The numbers don’t add up. Corbyn played a blinder in the last election and attempted to bribe everyone with freebies, May made every possible mistake and upset her natural supporters. Labour increased its popular vote by a massive 3.5M over the 2015 election, yet May also got an additional 2.5M and still had 1M over Corbyn. All the conservatives have to do is not hack off the electorate with a dopey manifesto again......
I don't see this at all mate, though I can imagine it will be the Conservative thinking (I think I said as much in 2017).
Hesaltine and Iain Dale both wrote very interesting articles after the last election. Dale's in particular was a very astute analysis (far beyond most of the right or indeed the left). The Conservatives face a severe crisis of demography. Without being crude their voters are dying off and they are doing a very poor job at replenishing them at the other end.
I saw some (conservative) guys cheering when the "youth quake theory" was disproved (albeit the criticism of it went too far, it did exist just not in the way it was reported) as a major problem for Labour. Maybe it is, but it presents far more alarming issues for the Conservatives. If it wasn't largely young people flocking to the polls then who was it making up those numbers? It was increasingly 30 and 40 somethings, often with families going to vote Labour and Corbyn's Labour (in many cases from Conservative). These are a lot more solid voters than teenagers and 20 somethings who's votes will be more flexible and in truth will face quite sharp changes in lifestyle over the next 10 years (they might "grow up" as it were) and have more option to change. The smarter conservative voices can see the issue and weren't cheering on the news to be fair.

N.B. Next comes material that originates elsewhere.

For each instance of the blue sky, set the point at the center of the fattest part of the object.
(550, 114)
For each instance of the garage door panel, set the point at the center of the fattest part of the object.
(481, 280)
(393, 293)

The demography crisis was very similar to social democratic parties on the continent who have been wiped out over the last 10-15 years. I remember giving them a similar warning and often you would be met with the same sort of arrogant response, that it was about the specifics of one campaign and/or 1 election. Labour went in a radically different direction, so much so most of the leading apparatus of the party would align themselves more with the Tories than the current leadership. That's the level of transformation it has taken for them to shift that pattern.
The other issue the Tories have got is that the "right" vote went down for the first time in 20 years in 2017. What May did was consolidate the right vote. This was always the golden opportunity for the Tories, they knew that they could allay many of the longer term problems by getting a huge vote and crushing Labour. They would then have the space to shift their image. It was a very sensible strategy in truth, but they have missed that opportunity big time. UKIP voters are going back to Labour at the same peed as going back to Tories (some even Liberals/Greens) and they will again eat into the Tory vote.
In a longwinded way I would say that May and her pretty shoddy campaign are a symptom not the cause of the problem. I would also note that most Tories I spoke to in the election wouldn't here a single word against her campaign, when I was telling them it was actually quite poor, I remember being told it was "fake news" by me. I do find it amusing to hear them now trudging that out as the excuse without having the humility to accept they called it wrong then.
When the history books are written I think they will look back and wonder how they messed it up after 2015. They pushed out their only leader to win a majority in decades and the most competent politician they had (Osborne) to cave in to the small minded wing of their organisation. Both Cameron and Osborne ran rings around Labour on the subjects that mattered to people (it's the economy stupid). I'm not a Conservative and never would be, but I always respected the big vision people they had who wouldn't get bogged down in either abstraction or questions of purity. They took realistic decisions to try to help people get on. It's unfathomable to me they have moved from that formula. For the most part it's because the lunatics are running the asylum. Any leader post May will be a further step in the wrong direction and the longer term trends will continue to bite them.